When you get to the police station, Melita is getting out of a taxi. You go into the interview room together to see River. When he sees his mother, he says, “How did you get here so fast? And wont’ you get in trouble at work?”
She says, “I took a taxi. And I don’t care about work. I care about YOU.”
River becomes very upset. “We can’t AFFORD a taxi!! Why do you think I agreed to help them rob the convenience store? I thought if we had more money you could go back to law school. And Billy and Jock – they’re not that bad, ya know. They looked out for me when no one else could.”
When he sees his mother’s disappointed expression, he says, “I know you tried Mum. It’s just been really hard. Everything. And I really…I just didn’t know what else to do. I thought you were getting ….sad again, and I didn’t know what would happen if you got depressed again.”
River looks at you, “And this social worker was trying to help. I’m sorry,” he says to you. “I should’ve been more honest. I felt all alone and on my own at home, with Mum having to do that stupid work-for-the dole job. Mum,” he says passionately, “You were studying to be a LAWYER and they’ve got you doing cleaning. It’s bullshit!!
“And Irving talking about footy all the time, and telling me to “keep my chin up and move on from the past. He found me crying once and told me “Suck it up princess.” And on the housing estate, if you’re Aboriginal they think you’re some sort of criminal. I was getting harassed and beat up until Jock and Billy took me under their wing. And they wanted me to try drinking and drugs. And ya know what – they were right! It makes you feel better, and forget about...stuff.”
He continues, “All I’ve got left of Nan and Kiara is this” (he pulls out the green seashell). “The seashell we found on the beach the night before they died.”
River’s mother starts to cry. “River, I wish I’d known. But you know what? You’ve got a lot more than that seashell. You’ve got Nan’s courage and determination, and Kiara’s kindness.

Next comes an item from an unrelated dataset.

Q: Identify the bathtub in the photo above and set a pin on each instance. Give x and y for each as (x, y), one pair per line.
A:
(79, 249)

We’ll get through this, River, I know we will.”
Melita looks at you. “I don’t want him taken. You know – by Child Protection. My mum was stolen by “the welfare people,” and I’m not gonna have him be stolen by anyone. We don’t want anyone’s help, we’ll get through this on our own. Thanks for trying to help, but we are NOT charity cases.”
The Aborginal Youth Justice Worker comes in to talk to River and his mother. You give them space to talk amongst themselves, and say to River and Melita, “I’m going to keep checking in, ok? I just want you to know that I’m here for you both. And thank you for trusting me with me your story, I know it must have been hard to share.”